Em entrevista, chefão de marketing da Apple fala sobre iPhones de 16GB, bateria, novo MacBook e mais! [atualizado: vídeo]

O cara está podendo. Depois de ter o seu site divulgado durante a keynote da WWDC 2015 (na demonstração do novo app News), John Gruber (do Daring Fireball) entrevistou Phil Schiller (vice-presidente sênior de marketing mundial da Apple) no último episódio do seu podcast (The Talk Show) — o qual foi transmitido ao vivo, em vídeo, para todos na madrugada de ontem para hoje.

Phil Schiller e John Gruber

Eis os principais pontos conversados:

iPhones com “apenas” 16GB

Taí um ponto polêmico, abordado no bate-papo. Gruber questionou Schiller sobre o armazenamento base de iPhones ainda ser os mesmos 16GB de quando a Apple lançou o iPhone 3GS. Em uma época em que alguns apps têm mais de 1GB, espaço é algo importante para todos, até mesmo para aqueles que supostamente não ligam muito para isso.

Schiller, porém, rebateu dizendo que cada vez mais as pessoas estão utilizando serviços na nuvem (como o próprio iCloud, da Apple) para armazenar fotos, vídeos, documentos e arquivos em geral, tirando esse peso todo do armazenamento local. Assim, a Apple acha por bem oferecer um produto com 16GB a um preço inferior para clientes mais sensíveis a preços que são capazes de viver em um ambiente onde eles não precisam de muitos gigabytes de armazenamento local.

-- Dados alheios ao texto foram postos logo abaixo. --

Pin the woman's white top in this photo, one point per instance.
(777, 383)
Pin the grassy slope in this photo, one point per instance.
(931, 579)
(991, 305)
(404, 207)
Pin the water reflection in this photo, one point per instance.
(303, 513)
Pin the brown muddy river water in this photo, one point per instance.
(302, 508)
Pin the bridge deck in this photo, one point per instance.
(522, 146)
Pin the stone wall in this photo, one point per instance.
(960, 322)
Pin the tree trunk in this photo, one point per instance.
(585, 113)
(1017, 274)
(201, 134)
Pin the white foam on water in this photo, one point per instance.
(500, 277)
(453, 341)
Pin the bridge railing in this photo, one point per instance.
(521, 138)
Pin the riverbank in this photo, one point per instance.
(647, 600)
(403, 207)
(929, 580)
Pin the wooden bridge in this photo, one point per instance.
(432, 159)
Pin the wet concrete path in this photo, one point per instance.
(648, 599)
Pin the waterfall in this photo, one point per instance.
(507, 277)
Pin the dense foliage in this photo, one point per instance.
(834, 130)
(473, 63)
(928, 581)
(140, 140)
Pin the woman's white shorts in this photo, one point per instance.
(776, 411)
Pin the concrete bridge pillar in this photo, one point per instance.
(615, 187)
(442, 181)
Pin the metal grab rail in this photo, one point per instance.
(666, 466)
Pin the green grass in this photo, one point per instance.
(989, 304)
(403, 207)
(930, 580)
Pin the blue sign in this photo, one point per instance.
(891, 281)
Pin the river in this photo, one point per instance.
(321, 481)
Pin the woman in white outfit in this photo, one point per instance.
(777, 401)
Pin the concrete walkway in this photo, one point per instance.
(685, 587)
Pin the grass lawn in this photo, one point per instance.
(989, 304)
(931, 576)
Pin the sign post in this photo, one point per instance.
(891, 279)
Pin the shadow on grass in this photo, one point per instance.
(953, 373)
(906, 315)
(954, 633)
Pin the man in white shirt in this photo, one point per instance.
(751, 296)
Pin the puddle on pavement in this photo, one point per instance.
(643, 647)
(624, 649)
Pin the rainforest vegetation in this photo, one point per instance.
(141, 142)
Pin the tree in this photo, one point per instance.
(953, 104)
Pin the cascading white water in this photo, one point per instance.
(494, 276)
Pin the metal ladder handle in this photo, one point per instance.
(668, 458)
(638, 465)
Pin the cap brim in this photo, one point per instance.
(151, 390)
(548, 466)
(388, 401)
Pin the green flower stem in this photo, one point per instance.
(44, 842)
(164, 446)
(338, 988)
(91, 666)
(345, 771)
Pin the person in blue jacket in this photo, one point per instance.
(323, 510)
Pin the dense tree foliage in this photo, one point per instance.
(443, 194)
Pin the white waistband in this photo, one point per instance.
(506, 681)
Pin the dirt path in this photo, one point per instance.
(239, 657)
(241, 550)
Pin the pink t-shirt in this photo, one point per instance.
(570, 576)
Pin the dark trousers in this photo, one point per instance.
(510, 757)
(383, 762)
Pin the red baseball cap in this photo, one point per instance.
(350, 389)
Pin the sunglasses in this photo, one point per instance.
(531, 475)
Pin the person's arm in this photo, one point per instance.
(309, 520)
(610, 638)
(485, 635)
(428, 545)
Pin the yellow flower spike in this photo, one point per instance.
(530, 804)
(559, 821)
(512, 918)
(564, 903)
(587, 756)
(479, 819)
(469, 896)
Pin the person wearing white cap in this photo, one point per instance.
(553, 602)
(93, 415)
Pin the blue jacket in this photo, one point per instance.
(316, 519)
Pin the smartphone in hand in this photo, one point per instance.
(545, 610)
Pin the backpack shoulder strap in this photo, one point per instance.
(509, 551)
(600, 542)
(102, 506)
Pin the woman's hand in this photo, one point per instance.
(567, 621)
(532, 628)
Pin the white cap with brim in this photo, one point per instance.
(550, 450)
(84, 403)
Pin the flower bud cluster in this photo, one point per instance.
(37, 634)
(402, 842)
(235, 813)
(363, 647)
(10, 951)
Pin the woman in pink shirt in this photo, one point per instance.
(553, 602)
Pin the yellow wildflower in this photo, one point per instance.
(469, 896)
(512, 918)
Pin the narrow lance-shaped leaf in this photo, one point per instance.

Sobre isso, vamos combinar que não cola. Afinal, a ideia é a Apple dobrar de 16GB para 32GB a base de armazenamento mantendo o mesmo valor de entrada dos produtos para clientes — o que ela consegue fazer facilmente levando em conta que o preço de memória flash vem caindo ao longo dos anos.

Outro argumento usado por Schiller, contudo, é que com o dinheiro que a Apple economiza não fazendo esse upgrade de 16GB para 32GB ela acaba investindo em outras áreas (como a câmera do smartphone).

Bateria

É sabido que todos os anos a Apple deixa seus produtos cada vez mais finos, mantendo a vida útil da bateria mais ou menos igual. Muitos questionam isso, inclusive afirmando que abririam mão dessa espessura cada vez mais fina em prol de uma bateria melhor. Pois Gruber levantou esse assunto na entrevista.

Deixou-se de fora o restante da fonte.